Non convenzionale, provocatorio e liberatorio: l’incontro tra Enrico Castellani, Jannis Kounellis e Chiara Lecca – curato da Lóránd Hegyi per la Galleria Fumagalli nell’ambito del programma MY30YEARS – Coherency in Diversity per omaggiare i trent’anni di direzione della gallerista Annamaria Maggi – sovverte, in maniera del tutto creativa e sorprendente, i tradizionali esempi dell’arte degli anni ’60, ’70 e ’80, rivelando nuovi possibili parallelismi e scambi estetici e intellettuali.

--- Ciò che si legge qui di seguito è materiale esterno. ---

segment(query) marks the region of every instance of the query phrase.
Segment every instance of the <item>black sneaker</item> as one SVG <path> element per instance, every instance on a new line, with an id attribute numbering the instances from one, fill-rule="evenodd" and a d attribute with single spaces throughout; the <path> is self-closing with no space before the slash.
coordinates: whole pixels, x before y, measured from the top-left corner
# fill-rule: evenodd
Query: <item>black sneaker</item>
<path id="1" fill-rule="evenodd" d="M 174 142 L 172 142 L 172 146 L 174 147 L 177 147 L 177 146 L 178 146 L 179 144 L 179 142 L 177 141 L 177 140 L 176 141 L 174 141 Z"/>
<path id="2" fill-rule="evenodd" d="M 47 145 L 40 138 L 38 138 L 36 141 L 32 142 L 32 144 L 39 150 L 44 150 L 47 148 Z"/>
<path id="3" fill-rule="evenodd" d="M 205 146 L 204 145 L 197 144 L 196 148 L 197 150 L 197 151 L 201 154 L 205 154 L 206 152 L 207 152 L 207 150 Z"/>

«Non voglio scavare nel passato per piacere archeologico – anche se sarebbe potuto essere – ma perché il passato ha una realtà che ci condiziona nel profondo. Se poi lo si porta lentamente in superficie, è pieno di possibilità». Non è una citazione qualunque, questa di Jannis Kounellis, ripresa da Theories and documents of contemporary art di Kristine Stiles & Peter Howard Selz, anzi, tra tante sue affermazioni, questa tende a suo modo la mano per condurre verso una mostra che viene in superficie, ricca di possibilità, in uno spazio come luogo come palcoscenico: Spaces as Places as Stages, appunto. Ciò che lega opere della collezione, come i cappotti di Kounellis e le estroflessioni proiettate verso lo spazio di Enrico Castellani, e i lavori un’artista più giovane, come in questo caso le sculture di Lecca, è la testimonianza di un valore non solo dell’oggetto bensì del vissuto di cui l’oggetto è carico e portatore.

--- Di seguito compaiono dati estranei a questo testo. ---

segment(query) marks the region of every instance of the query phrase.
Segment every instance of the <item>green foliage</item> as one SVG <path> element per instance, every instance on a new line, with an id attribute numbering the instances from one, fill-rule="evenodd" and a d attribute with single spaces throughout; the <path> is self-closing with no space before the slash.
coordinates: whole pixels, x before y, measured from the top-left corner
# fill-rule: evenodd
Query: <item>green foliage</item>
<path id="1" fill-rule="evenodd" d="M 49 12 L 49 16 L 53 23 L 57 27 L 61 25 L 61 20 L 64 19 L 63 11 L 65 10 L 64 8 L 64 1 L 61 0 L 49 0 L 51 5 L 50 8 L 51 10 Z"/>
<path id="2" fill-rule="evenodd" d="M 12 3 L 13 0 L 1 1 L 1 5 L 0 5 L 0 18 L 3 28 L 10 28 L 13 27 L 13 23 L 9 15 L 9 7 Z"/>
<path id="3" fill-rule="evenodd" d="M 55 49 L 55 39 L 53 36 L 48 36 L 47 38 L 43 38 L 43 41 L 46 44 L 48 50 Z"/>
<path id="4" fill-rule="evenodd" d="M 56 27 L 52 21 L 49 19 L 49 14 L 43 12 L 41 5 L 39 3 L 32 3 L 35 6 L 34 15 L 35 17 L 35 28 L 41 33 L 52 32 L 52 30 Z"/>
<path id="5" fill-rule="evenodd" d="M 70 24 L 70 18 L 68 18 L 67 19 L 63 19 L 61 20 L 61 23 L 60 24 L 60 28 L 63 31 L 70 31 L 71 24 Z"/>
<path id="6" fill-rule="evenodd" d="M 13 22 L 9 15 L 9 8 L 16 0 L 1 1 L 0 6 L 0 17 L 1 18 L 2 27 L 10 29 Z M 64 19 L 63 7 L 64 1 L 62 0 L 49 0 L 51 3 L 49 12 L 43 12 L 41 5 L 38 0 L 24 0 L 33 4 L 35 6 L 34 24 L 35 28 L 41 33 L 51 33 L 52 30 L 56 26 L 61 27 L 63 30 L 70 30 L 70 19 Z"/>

Ecco cosa intendo. A proposito delle esposte Grey Cave e Black Cave di Chiara Lecca, mi sono imbattuta in un ricordo che l’artista stessa ha condiviso su un suo profilo. Dice: «Queste foto (che la ritraggono all’opera di Grey Cave, ndr) risalgono al 27 maggio ma tutto è partito da un materiale dal grande potenziale evocativo. Ho immaginato questa scultura nel 2020 quando, grazie a Vittorio Alpi ho avuto tra le mani alcuni blocchi di legno Alpi. L’ho in parte realizzata l’anno successivo (…) poi è tornata in studio ed è cresciuta ancora: modulo dopo modulo si è presa tutto il tempo necessario. Era con me anche a maggio, durante l’alluvione in Romagna, ed è in questo frangente che ho aggiunto le extension alla ricerca di fluidità. L’acqua scorreva ovunque e in fondo Grey Cave racconta l’architettura del sottosuolo, fisica ma anche emotiva».

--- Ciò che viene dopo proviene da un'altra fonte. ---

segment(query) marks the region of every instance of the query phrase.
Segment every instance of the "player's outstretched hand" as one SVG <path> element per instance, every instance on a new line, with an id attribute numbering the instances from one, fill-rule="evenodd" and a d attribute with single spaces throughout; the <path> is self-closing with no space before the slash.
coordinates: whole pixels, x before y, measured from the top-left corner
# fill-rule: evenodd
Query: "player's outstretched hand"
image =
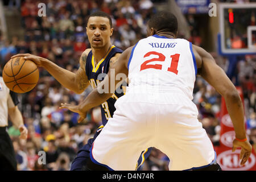
<path id="1" fill-rule="evenodd" d="M 251 155 L 252 146 L 248 140 L 241 142 L 235 139 L 233 141 L 232 152 L 234 152 L 237 147 L 241 147 L 240 156 L 240 158 L 241 160 L 240 164 L 243 165 Z"/>
<path id="2" fill-rule="evenodd" d="M 16 57 L 24 57 L 24 59 L 25 60 L 28 60 L 32 61 L 34 63 L 35 63 L 38 67 L 42 67 L 42 63 L 41 60 L 42 59 L 44 59 L 42 57 L 35 56 L 31 55 L 30 53 L 18 53 L 17 55 L 15 55 L 14 56 L 11 56 L 11 59 L 15 58 Z"/>
<path id="3" fill-rule="evenodd" d="M 82 112 L 79 109 L 79 107 L 77 105 L 74 105 L 67 103 L 65 104 L 61 103 L 60 104 L 60 105 L 61 106 L 59 107 L 60 109 L 68 109 L 68 110 L 70 110 L 72 112 L 79 113 L 79 115 L 80 116 L 80 118 L 78 121 L 79 123 L 82 122 L 86 117 L 87 113 Z"/>
<path id="4" fill-rule="evenodd" d="M 19 130 L 20 132 L 19 138 L 20 139 L 27 139 L 27 129 L 23 125 L 19 126 Z"/>

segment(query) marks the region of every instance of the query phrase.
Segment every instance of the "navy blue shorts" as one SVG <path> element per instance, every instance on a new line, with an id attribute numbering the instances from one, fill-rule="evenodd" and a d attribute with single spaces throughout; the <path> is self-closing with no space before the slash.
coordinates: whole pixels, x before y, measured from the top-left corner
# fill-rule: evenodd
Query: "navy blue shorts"
<path id="1" fill-rule="evenodd" d="M 100 127 L 93 136 L 93 138 L 89 139 L 87 144 L 82 146 L 79 151 L 76 157 L 75 158 L 71 165 L 71 171 L 82 171 L 85 169 L 86 162 L 90 158 L 90 148 L 92 147 L 92 144 L 96 137 L 101 133 L 102 129 L 102 127 Z M 151 148 L 148 148 L 142 152 L 138 160 L 137 170 L 139 171 L 141 169 L 146 159 L 149 156 L 151 151 Z"/>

Dal legno, di origine naturale e ricostruito industrialmente con un gioco di tinte e texture che mettono in difficoltà la distinzione tra natura e artificio, all’uso di elementi animali – trattati con tassidermia – o umani, è indubbia la propensione di Lecca verso una caratteristica alterazione semiotica che all’interno della mostra si incontra e si tocca con qualcosa che va oltre la semplice descrizione di ciò che è. La stessa installazione di Jannis Kounellis, Senza titolo, che si estende sulla parete per oltre 8 metri di lunghezza e 3 metri di altezza (8.65 x 3.53, per essere precisi, in accordo con l’allestimento originale del 2009 e con l’Archivio Kounellis) non è soltanto una griglia metallica da cui pendono cappotti scuri ma è una vera e propria rete di relazioni segrete, carica di volontaria indeterminazione simbolica, a cui corrisponde un’intensa suggestione metaforica: l’uomo ha deposto i propri abiti, di lui non resta nulla: solo la sua mancanza, la sua assenza.
Il dispositivo dell’opera di Kounellis, e più in generale di Spaces as Places as Stages è di indubbia natura teatrale, volendo portare all’evidenza che si tratta di opere non performative ma potenzialmente dirette a una serie di azioni. Anche la Superficie Bianca e Superficie Rossa di Enrico Castellani? Assolutamente si, sono del resto animate da una forza che dall’interno dell’opera preme estroflettendo la superficie. In gioco non sono segni ma forze, non rappresentazioni ma grandezze che trionfano in un vero e proprio teatro di forze, cromatiche e coreografiche.
La convivenza di Castellani, Kounellis e Lecca è in, ultima battuta, una scommessa (vinta). Dialogano nel territorio della libertà, benintesa in termini inquieti e radicali, all’interno del quale non è facile stabilire se il funzionamento di Spaces as Places as Stages dipenda dai nostri processi percettivi o li disturbi perché la modalità con cui viene immaginata o semplicemente agita influenza direttamente la nostra posizione rispetto a essa.